Parashat Shoftim: A woman as monarch

“You shall surely appoint for yourselves a king….” (Deuteronomy 17:15).

Deborah 311 (photo credit: Gustave Dore)
Deborah 311
(photo credit: Gustave Dore)
Can a woman be elected as president of a synagogue? Can a woman serve as a judge in matters of halachic dispute, and can she function within the synagogue context as a member of the clergy who responds to halachic questions posed by the congregants? These issues have been raised during these past months – amidst not a little controversy, as the reader can well imagine – with the major source of the dispute and its resolution emanating from a verse in this week’s biblical reading.

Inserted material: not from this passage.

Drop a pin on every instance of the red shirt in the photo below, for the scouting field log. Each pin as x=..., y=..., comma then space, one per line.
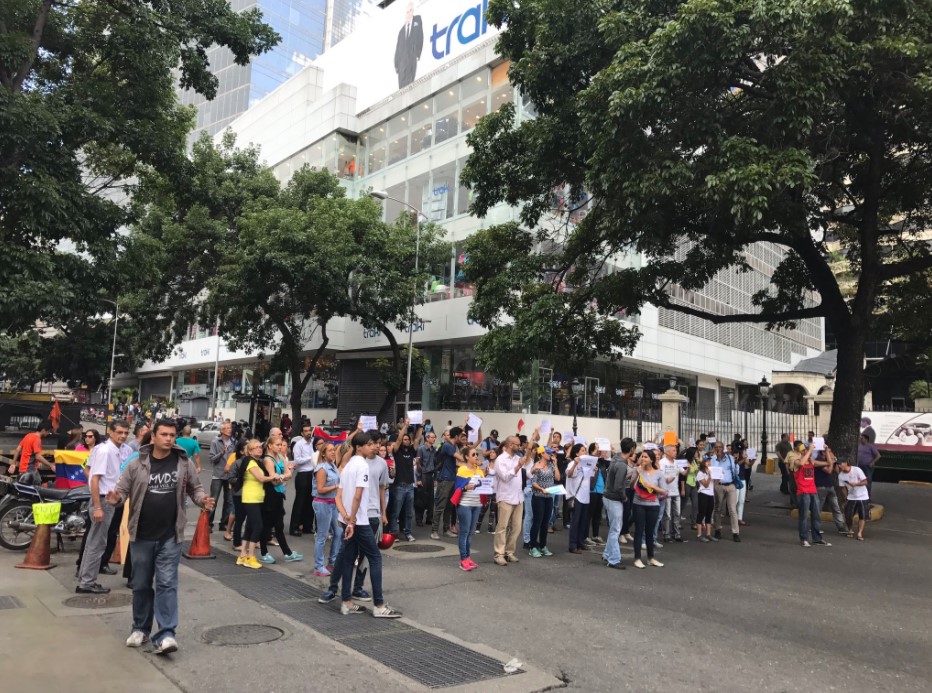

The great sage and religio-legal decisor Maimonides (1135-1204) concludes his magnum opus Mishne Torah with the “Laws of Kings,” which includes statutes of governance a well as a vision of the period of universal messianic redemption, the goal of our entire religious and national covenantal enterprise. In the very first chapter, where he establishes the importance of a monarchy as opposed to anarchy, he adds: “It is improper to establish a woman as monarch, as the Bible states ‘You shall surely appoint for yourselves a king – a melech [male ruler] and not a malka [female ruler]” (Laws of Kings 1:5, 6).
This particular exclusion of a female monarch is indeed cited by the midrash, but then Maimonides adds a clause which is not to be found in our midrashic sources but which seems to be his own addition: “And similarly any appointment within Israel must be the appointment of a male and not a female.” He then goes on to write, “And we do not set up, neither as monarch nor as high priest, not a butcher nor a barber nor a bathhouse keeper nor a tanner, not because they are invalid by their very nature but rather because their professions are looked down upon (by society at large), and so the nation will denigrate their authority.”
Now this very last clause in Maimonides which excludes certain professionals from being appointed king or high priest is cited in the Talmud (B.T. Kiddushin 82), with the reason for their belittlement presented as being because “they do business with women”; it therefore would make sense for Maimonides to have extrapolated that women themselves ought certainly not be appointed to any office of authority since they would not enjoy the respect of the masses which such appointments would require.
It would be fair to state that at least according to Maimonides a woman should not be appointed to any position of authority – not as a monarch, not as a judge, and not as a member of synagogue clergy to decide halachic issues.
However, five times in the Talmud, the Tosafists (Ashkenazic authorities of the 11th to 13th centuries) bring up historical precedents which would seriously undermine the Maimonidean position: was not Shlomzion Hamalka, the sister of Rav Shimon ben Shetah, the ruling monarch in Israel during the Second Commonwealth (76-67 BCE), with no recorded objection from the sages and during a rare period when Halacha truly ruled the Jewish state? And was not Deborah a judge in Israel, who sat beneath a tree rendering religio-legal judgments to her people? The Tosafists give various responses, including the position that woman have every right to judge – against the view of Maimonides – as well as the fact that Deborah was accepted by the people, and therefore as long as she was well-versed in the law she could render halachic decisions (see Tosafot Bava Kama 15a and Nida 50a). At least in one instance, the Mishna rules in accordance with a woman, Bruria, the wife of Rav Meir.
The Mishpatei Uziel (a book of responsa by the first Sephardi chief rabbi of Israel) insists that Maimonides himself would accept this latter position. He merely excluded women from appointed positions lest the people not take feminine authority seriously; but were they to be elected, accepted as monarch by the people or as judge by the litigants, they could certainly serve in those capacities of authority.
Hence it would seem that there is certainly halachic room to permit a woman to be elected synagogue president and – if truly expert in the law – to be a member of synagogue clergy. Since, however, the main functions of a synagogue are the public prayers and public Torah readings – which women cannot lead in a service with men and women – I do not believe that a woman can serve as the sole rabbi of a synagogue; hence I would not give a woman the specific title of “Rabbi.” After all, in small synagogues the rabbi is often expected to serve as cantor and/or Torah reader, which are functions that a woman cannot halachically perform for the men in the congregation. Perhaps a more acceptable title would be Mora Rabba.
The writer is the founder and chancellor of Ohr Torah Stone Colleges and Graduate Programs, and chief rabbi of Efrat.